Borsch was probably the first soup I learned to cook. And I learned only by looking at how my mama cooked it.

Borsch was probably the first soup I learned to cook. And I learned only by looking at how my mama cooked it. It certainly brings back great memories form my childhood as I always loved its rich color and aroma. There are as many borsch recipes out there as there are cooks. And almost every woman in Easter Europe has her own style of cooking it. And here is mine!

Health benefits of Borsch

  • Borsch has a great variety of colorful vegetables (cabbage, carrot, onion, beet, tomato). The colors come from different phytonutrients that play many important roles in our health.
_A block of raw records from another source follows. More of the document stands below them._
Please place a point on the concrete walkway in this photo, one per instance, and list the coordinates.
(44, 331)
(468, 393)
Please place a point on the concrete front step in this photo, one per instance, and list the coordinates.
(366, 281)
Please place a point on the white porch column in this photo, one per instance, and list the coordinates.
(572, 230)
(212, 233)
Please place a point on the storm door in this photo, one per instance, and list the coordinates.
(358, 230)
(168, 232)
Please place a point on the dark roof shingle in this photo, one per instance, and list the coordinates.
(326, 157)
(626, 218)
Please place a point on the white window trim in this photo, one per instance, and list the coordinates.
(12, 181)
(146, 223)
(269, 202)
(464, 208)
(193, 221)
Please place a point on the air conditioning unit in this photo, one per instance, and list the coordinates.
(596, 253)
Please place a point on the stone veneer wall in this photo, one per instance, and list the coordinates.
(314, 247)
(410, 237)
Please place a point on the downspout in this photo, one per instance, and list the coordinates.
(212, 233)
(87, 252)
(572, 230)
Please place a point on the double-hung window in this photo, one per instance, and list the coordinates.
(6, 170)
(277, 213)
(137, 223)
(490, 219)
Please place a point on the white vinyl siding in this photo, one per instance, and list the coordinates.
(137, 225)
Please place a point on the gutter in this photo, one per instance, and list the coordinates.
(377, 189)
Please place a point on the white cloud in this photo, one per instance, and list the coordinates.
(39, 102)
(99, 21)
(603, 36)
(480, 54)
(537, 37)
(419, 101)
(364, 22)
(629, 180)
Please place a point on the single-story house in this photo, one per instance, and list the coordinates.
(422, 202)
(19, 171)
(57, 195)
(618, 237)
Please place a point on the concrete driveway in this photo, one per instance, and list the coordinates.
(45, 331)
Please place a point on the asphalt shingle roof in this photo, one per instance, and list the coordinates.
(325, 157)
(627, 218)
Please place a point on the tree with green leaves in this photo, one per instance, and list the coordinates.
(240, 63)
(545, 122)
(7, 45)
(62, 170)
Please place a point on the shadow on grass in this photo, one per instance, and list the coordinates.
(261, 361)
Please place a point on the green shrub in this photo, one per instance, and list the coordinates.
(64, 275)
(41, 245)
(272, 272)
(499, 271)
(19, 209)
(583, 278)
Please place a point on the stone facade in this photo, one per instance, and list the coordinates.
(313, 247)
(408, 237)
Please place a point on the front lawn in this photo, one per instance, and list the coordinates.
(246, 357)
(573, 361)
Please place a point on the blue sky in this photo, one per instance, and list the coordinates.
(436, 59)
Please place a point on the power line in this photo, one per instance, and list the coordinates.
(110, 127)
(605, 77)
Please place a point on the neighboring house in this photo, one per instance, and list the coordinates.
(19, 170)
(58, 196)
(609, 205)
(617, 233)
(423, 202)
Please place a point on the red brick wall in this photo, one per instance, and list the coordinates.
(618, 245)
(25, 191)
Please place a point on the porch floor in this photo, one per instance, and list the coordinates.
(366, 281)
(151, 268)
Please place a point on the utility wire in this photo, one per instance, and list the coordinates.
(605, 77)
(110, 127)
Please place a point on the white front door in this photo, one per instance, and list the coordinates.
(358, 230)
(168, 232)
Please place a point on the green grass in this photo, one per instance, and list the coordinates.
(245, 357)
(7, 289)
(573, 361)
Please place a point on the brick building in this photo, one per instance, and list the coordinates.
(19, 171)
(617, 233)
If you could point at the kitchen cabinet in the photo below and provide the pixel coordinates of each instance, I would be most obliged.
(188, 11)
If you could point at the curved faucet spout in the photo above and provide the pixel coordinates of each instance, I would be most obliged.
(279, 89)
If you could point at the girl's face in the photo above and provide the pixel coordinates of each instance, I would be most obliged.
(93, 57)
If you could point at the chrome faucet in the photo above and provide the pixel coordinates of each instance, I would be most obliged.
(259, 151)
Just to name a few, they are anti-inflammatory, cancer preventers and fighters, they support cardio health and immune function.
  • Cooking vegetables in liquid and then consuming them with that liquid insures that the minerals and vitamins that escaped into the liquid are not escaping from us.
  • Borsch is an excellent source for beta-carotene, vitamin C and K1, and folate.
  • High fiber content will keep things moving through our system for faster elimination of wastes and toxins.
borsch ingredients

My Mama's Borsch


2 Tbsp olive oil
1 onion, chopped
2-3 large potatoes, cubed
1 large carrot, cubed
1 small white or green cabbage, thinly shredded
1-2 beets, grated, greens sliced
2-3 large tomatoes, cubed or a jar of tomato preserve
1-2 quarts of chicken or beef broth (optional) or water
2-3 cloves of garlic, minced
1/2 cup of each fresh dill, cilantro, parsley chopped
Freshly ground pepper
Salt to taste

  1. In a large stainless steel pot over medium heat, add the olive oil and sauté the onion, about 5 minutes, or as long as it takes you to chop/slice up the other vegetables starting with potatoes, carrots, cabbage, beets and tomatoes. Add each vegetable to the pot as you finish chopping it up.
  2. After adding the tomatoes cook for 3-5 more minutes stirring a couple of times. Vegetables should sauté  for 15-20 minutes from beginning to end.
  3. Add as much water and/or broth as you like to reach the thickness that you prefer. I like my borsch thick, so I add water just to cover the vegetables.
  4. Bring to a boil and let it cook for just a couple of minutes. Check if potatoes are done. When they are soft add salt and pepper, garlic and herbs and take off the heat.
  5. Serve immediately and enjoy with or without sour cream.
  6. Cover and refrigerate the leftovers – Borsch gets even better after a day or two in the fridge!